Salah satu solusinya adalah memberi lebih banyak kekuatan kepada pemilih yang berpendidikan. Pengecualian di mana orang buta huruf atau orang yang setara dengan bantuan sosial abad ke-19 tidak akan mendapatkan hak untuk memilih. (Mill juga berpendapat bahwa beberapa warga koloni Inggris, termasuk orang India, tidak mampu mengatur diri sendiri). Lulusan dapat memiliki enam suara dan satu pekerja tidak terampil. Tujuan dari pengurangan ini adalah untuk memberikan suara kepada mereka yang memiliki kesempatan untuk merenungkan dunia secara mendalam, kepada yang terpelajar dan berpengetahuan. Lapisan masyarakat yang lebih rendah akan menyadari perlunya kepemimpinan politik dan moral, meskipun, pada waktunya, banyak dari mereka mungkin telah bergabung dengan barisan orang-orang terpelajar dan berpengetahuan. 
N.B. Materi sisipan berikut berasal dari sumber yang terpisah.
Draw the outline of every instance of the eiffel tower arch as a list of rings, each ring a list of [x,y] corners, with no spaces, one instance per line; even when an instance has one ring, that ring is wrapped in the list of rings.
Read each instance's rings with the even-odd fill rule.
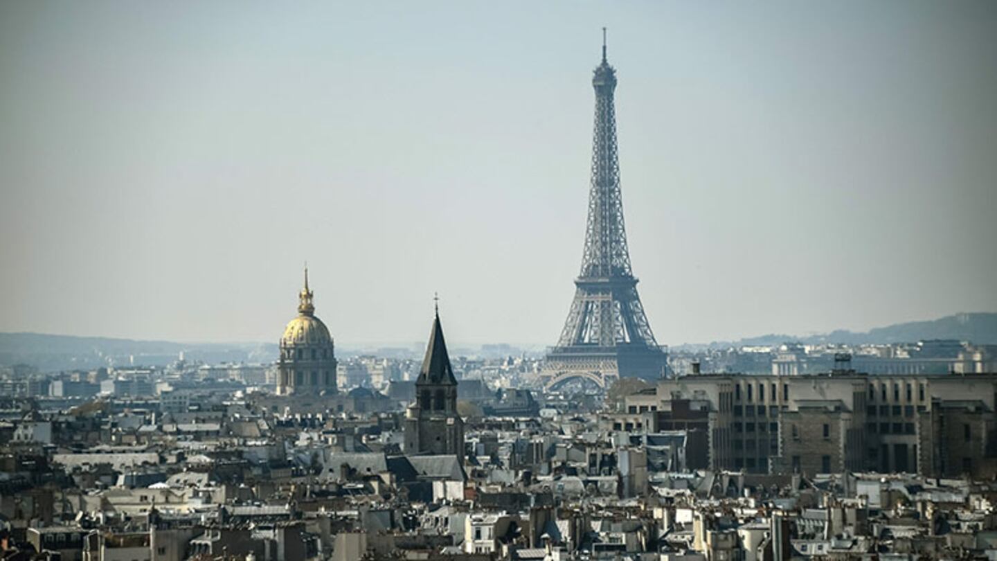
[[[618,377],[657,379],[668,363],[630,268],[616,148],[616,71],[606,61],[604,29],[602,63],[593,72],[592,87],[595,125],[585,247],[564,328],[544,360],[545,389],[573,378],[596,381],[603,388]]]

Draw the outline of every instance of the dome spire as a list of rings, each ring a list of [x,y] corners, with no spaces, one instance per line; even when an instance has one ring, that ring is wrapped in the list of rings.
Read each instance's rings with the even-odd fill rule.
[[[312,296],[315,292],[308,289],[308,263],[305,262],[305,287],[298,293],[298,313],[311,315],[315,312],[315,304],[312,303]]]

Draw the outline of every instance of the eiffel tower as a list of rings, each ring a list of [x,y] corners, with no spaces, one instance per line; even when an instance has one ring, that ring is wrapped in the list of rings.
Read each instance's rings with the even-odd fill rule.
[[[585,251],[564,329],[544,361],[545,389],[577,378],[603,388],[620,376],[656,379],[667,367],[667,353],[654,339],[630,269],[616,153],[616,71],[606,61],[605,28],[602,64],[593,73],[592,87],[595,130]]]

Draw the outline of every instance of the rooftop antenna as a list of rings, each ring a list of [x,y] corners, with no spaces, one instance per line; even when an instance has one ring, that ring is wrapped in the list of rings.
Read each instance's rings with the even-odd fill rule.
[[[606,28],[602,28],[602,62],[606,62]]]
Meskipun pendekatan ini mungkin tampak sombong, atau lebih buruk lagi, Mill tercerahkan pada masanya. Memang, dia pasti telah mendukung banyak perubahan sosial yang terjadi di abad ke-21, seperti hak pilih universal dan hak-hak perempuan. 

Pabriksaksi hari ini 

Saat ini ada banyak hal yang membuatnya tertarik. Mari kita ambil Brexit. Apakah dia seorang Brexiteer atau bukan, dia akan membenci referendum. Mengapa memanggil para pemilih untuk memutuskan suatu masalah yang pengetahuannya sangat sedikit? Menyaksikan kebangkitan Presiden Donald Trump dan membenci anti-intelektualismenya, dia dilaporkan berkomentar: "Sudah kubilang!". Tidak diragukan lagi dia akan terkejut betapa lama waktu yang dibutuhkan Amerika untuk memilih seorang demagog. 

Iklim intelektual di kedua sisi Atlantik akan membuatnya tertekan. “Membungkam opini adalah kejahatan tertentu karena itu berarti merampok kemanusiaan – tulis Mill Esai tentang kebebasan. – Jika sebuah pendapat benar, kita kehilangan kemungkinan untuk salah mengira kebenaran: sementara jika itu salah, manfaat besar hilang, yaitu persepsi yang lebih jelas dan kesan kebenaran yang lebih jelas, disorot oleh kontrak dengan kesalahan”. Dia bahkan tidak akan terkesan dengan kurangnya platform politik saat ini. 

Mungkin diakui bahwa, sebelum 2016, pemikiran liberal telah digantikan oleh tirani konformitas. Sampai saat ini, hanya ada sedikit pembicaraan dalam masyarakat liberal tentang ekonomi perdagangan bebas yang "dilupakan" atau pecundang. Banyak kaum liberal telah jatuh ke dalam kepuasan anti-Millan, percaya bahwa semua masalah besar telah diselesaikan. 

Tidak lagi. Kemenangan Trump mendorong kaum liberal untuk memikirkan kembali segalanya mulai dari perdagangan bebas hingga imigrasi. Brexit telah membuka perdebatan sengit tentang esensi kekuasaan. Dan universitas telah menjadi medan pertempuran di batas kebebasan berekspresi. Seperti Mill, kita adalah masa disorientasi yang segera merebut kembali ketahanan mental dan keberanian yang diwujudkan oleh bapak liberalisme.